Burgs Sunday book review
Reviewed by Ed Sears of Shawsville. He works at the Meadowbrook Library.
This book’s title is taken from the names of three of the best-known fantasy and science-fiction pulp magazines of the 1930s-1940s.
In Paul Malmont’s previous novel, “The Chinatown Death Cloud Peril,” the heroes were Walter B. Gibson creator of the Shadow and Lester Dent, creator of Doc Savage. Both Gibson and Dent make appearances in Malmont’s latest book, although they play minor roles.
“The Astounding, the Amazing, and the Unknown” is set during World War II. The allies have intelligence that the Germans are working on a super-long-range bomber that could take off from German-held territory and attack the United States. The book describes a race to find Nikola Tesla’s lost diaries and try to perfect and activate the death-ray machine that he had once tested then abandoned. The death ray could in theory destroy a whole fleet of bombers.
When the book opens, the U.S. Navy has recruited a team of the brightest minds from the science fiction pulp magazines to work at the Philadelphia Naval Yard using their creativity and futuristic thinking to aid the war effort. These fictional characters keep the personalities associated with their real counterparts. Robert A. Heinlein is their leader and the best science fiction writer in the business, but ready and willing to fall in love with coworker Virginia Gerstenfeld, who would later in real life become his third wife. Isaac Asimov is portrayed as the stereotypical nerd, vastly intelligent, but a wimp who is afraid of heights and has no clue how to treat his unhappy bride. L. Sprague De Camp appears as a know-it-all naval officer, an expert at ancient engineering, history and myth.

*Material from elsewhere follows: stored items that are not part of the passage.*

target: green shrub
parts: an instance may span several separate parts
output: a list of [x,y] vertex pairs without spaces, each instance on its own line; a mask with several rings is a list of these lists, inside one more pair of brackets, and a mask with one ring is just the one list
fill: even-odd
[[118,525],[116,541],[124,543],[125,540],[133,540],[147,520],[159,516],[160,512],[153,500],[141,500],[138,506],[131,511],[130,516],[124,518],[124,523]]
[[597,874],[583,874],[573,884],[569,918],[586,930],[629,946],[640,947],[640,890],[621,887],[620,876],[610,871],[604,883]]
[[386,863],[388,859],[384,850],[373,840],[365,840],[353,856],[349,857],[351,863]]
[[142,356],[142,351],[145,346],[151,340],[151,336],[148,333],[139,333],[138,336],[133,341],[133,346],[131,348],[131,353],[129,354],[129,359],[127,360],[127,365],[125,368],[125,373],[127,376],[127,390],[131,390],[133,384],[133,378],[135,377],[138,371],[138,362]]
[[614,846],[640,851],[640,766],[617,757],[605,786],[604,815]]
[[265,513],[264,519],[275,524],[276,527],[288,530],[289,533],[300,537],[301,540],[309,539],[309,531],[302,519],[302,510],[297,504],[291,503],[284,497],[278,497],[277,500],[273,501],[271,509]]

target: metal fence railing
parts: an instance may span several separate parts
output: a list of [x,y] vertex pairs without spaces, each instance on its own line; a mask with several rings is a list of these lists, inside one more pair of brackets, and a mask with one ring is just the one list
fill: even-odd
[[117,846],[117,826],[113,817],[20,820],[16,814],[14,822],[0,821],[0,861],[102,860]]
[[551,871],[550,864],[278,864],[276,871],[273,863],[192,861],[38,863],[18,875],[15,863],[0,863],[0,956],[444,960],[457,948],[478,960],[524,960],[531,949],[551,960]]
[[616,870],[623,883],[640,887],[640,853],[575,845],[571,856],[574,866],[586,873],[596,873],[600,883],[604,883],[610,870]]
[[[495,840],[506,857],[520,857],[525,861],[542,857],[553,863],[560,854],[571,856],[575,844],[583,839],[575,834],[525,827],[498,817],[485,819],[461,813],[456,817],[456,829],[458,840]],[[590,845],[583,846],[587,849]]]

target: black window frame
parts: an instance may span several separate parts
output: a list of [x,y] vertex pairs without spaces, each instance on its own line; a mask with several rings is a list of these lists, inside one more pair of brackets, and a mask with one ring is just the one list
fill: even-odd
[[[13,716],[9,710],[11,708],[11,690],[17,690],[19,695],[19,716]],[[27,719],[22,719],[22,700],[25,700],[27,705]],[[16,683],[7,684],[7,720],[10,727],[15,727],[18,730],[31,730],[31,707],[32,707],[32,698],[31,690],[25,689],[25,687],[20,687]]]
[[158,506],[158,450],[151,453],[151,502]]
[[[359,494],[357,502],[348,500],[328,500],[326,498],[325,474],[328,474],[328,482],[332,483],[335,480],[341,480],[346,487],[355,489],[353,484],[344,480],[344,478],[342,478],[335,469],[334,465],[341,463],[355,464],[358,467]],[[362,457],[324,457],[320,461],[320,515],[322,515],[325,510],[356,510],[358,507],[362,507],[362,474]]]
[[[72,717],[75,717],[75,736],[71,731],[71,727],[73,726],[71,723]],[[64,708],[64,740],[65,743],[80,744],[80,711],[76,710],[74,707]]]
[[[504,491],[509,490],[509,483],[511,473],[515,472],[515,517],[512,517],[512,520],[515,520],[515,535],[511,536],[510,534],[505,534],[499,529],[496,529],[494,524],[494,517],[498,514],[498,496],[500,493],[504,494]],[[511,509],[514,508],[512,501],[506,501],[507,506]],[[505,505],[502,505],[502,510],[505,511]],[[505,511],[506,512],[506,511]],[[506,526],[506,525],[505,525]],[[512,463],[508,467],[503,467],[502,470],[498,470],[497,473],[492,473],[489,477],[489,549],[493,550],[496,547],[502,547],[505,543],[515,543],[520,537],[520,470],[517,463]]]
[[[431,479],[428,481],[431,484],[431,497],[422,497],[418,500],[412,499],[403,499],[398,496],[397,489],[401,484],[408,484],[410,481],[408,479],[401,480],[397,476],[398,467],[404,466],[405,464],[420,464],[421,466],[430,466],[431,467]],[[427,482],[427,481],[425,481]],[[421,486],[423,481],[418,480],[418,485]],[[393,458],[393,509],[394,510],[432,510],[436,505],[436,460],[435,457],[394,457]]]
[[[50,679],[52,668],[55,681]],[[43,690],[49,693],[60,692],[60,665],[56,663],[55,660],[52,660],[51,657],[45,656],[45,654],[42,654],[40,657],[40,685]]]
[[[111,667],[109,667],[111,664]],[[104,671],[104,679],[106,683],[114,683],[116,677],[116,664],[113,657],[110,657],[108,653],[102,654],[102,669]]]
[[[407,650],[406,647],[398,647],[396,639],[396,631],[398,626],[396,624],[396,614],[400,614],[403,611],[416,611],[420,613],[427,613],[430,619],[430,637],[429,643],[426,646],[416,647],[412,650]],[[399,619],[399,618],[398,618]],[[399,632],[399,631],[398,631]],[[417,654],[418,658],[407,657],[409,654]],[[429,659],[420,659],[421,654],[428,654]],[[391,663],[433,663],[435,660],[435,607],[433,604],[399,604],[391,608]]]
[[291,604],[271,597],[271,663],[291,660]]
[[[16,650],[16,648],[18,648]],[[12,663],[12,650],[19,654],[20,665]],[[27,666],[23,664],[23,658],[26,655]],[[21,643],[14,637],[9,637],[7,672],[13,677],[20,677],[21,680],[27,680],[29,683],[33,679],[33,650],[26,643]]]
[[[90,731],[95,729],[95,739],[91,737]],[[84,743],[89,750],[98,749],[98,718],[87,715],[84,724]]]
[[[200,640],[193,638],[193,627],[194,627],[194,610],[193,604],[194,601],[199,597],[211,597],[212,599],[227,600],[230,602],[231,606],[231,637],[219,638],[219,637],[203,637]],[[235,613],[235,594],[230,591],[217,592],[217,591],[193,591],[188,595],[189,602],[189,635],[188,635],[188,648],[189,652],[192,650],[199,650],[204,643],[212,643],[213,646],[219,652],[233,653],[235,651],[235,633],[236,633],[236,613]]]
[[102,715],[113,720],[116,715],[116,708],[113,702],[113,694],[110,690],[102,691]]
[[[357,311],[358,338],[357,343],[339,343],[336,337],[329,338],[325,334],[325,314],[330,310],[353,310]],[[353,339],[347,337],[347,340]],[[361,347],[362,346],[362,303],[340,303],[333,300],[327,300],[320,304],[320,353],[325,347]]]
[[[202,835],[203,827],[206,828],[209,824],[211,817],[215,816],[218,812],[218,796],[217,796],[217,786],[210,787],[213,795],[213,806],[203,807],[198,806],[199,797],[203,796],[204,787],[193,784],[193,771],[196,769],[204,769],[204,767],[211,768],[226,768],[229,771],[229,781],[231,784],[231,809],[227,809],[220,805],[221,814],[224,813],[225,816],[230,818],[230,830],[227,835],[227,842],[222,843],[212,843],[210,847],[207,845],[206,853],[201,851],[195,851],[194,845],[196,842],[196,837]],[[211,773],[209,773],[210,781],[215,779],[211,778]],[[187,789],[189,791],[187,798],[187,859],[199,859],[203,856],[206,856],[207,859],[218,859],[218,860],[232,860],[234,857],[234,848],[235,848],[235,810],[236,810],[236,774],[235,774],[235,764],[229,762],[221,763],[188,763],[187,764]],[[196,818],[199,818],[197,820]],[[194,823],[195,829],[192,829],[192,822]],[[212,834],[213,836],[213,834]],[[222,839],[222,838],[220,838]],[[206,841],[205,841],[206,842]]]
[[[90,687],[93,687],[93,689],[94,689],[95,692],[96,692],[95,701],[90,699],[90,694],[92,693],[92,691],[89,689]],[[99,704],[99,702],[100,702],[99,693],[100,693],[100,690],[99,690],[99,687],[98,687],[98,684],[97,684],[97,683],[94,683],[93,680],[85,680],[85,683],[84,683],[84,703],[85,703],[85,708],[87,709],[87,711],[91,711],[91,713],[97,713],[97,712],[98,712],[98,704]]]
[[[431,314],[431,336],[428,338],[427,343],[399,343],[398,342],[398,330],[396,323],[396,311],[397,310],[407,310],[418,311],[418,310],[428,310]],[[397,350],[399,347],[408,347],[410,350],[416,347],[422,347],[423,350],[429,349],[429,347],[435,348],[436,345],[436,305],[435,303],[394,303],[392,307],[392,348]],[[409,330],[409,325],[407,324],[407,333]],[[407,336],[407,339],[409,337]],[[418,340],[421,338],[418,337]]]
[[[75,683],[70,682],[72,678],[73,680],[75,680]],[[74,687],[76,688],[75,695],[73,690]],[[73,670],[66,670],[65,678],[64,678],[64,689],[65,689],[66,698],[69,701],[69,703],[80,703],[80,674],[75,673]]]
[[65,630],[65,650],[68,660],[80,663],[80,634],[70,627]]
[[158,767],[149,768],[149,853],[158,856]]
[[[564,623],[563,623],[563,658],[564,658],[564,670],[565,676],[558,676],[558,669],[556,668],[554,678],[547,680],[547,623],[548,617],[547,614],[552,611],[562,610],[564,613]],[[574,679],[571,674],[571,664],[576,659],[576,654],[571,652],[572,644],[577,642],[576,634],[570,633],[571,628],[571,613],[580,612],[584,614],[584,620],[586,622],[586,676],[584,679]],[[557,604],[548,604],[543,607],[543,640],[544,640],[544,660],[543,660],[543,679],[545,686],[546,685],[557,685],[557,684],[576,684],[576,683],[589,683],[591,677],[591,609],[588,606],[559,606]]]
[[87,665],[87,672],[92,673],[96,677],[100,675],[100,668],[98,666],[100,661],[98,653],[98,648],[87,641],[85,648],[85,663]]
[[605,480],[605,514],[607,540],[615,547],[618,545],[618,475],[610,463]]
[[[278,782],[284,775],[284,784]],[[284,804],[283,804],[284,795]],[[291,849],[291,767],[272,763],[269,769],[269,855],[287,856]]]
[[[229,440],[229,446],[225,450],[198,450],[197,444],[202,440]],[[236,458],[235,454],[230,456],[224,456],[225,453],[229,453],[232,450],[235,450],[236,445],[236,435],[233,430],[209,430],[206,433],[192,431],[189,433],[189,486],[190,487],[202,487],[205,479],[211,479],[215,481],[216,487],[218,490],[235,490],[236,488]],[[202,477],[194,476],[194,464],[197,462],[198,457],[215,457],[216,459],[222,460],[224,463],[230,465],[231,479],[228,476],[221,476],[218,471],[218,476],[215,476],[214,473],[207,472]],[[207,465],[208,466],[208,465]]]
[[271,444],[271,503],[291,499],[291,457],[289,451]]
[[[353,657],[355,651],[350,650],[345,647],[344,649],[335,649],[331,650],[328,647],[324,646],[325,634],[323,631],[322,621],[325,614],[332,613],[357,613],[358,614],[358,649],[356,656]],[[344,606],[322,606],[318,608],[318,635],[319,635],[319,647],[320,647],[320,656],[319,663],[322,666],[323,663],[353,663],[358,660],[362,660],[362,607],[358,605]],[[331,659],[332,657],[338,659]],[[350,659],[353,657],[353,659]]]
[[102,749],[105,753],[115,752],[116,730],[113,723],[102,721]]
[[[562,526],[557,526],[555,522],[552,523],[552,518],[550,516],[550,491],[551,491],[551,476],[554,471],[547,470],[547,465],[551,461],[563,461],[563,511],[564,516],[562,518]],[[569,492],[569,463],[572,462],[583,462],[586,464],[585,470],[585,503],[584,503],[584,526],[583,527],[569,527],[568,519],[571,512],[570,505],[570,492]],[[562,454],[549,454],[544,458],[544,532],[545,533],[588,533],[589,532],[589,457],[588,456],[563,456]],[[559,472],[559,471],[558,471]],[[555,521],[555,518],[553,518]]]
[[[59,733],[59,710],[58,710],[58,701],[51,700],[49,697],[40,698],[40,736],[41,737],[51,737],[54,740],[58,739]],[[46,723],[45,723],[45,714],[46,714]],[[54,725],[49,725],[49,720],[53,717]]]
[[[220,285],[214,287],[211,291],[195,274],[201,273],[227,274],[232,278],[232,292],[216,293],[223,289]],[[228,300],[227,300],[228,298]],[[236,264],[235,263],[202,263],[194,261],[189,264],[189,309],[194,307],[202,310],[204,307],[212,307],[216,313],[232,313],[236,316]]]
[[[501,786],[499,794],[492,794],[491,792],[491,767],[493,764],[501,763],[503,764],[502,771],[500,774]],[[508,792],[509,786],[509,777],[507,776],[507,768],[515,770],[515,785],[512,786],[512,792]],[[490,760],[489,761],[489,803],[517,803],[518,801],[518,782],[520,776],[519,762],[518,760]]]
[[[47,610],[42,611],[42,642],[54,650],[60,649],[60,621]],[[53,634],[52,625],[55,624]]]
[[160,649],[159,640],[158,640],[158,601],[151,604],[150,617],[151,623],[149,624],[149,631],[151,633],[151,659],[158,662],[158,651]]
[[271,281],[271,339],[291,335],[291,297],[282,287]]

Heinlein, Asimov and De Camp really did work at the Philadelphia Naval Yard during World War II doing scientific research for the Navy so some of the book is based on fact. L. Ron Hubbard, a pulp writer of that era also plays a role. He is not part of Heinlein’s group and is the least sympathetic character in the book. Hubbard is portrayed as sleazy and prone to strange visions and fantasies. The novel hints at his thinking and ideas that would later lead to “Dianetics” and Scientology. Besides the main plot line, the book spends much time examining the often dysfunctional relationships these men have with their wives.
Many other historical characters such as Albert Einstein, Richard Feynman, Kurt Vonnegut, and Ray Bradbury are brought in for cameo roles, so many in fact that they slow and confuse the story. It takes so long to introduce all the different characters and plot lines the story drags in the early part of the book. It becomes much more readable when the team goes on a search to find Tesla’s missing diary and undertakes an effort to get his long abandoned death-ray machine working.
For me, the strong points of the book are that it realistically portrays the authors who wrote the best science fiction stories and books I read as a teenager. In addition the book blends historical fact and fiction in a way that keeps the reader guessing which is which. Several times, I wanted to check historical sources to see if some event in the book really happened. Did Heinlein and crew really make the destroyer escort USS Eldridge disappear at the Philadelphia Naval Shipyard during WWII? Did Nikola Tesla really cause the 1908 Tunguska explosion in Siberia by testing a giant death-ray machine from the Wardenclyffe Tower on Long Island? Read the book and find out.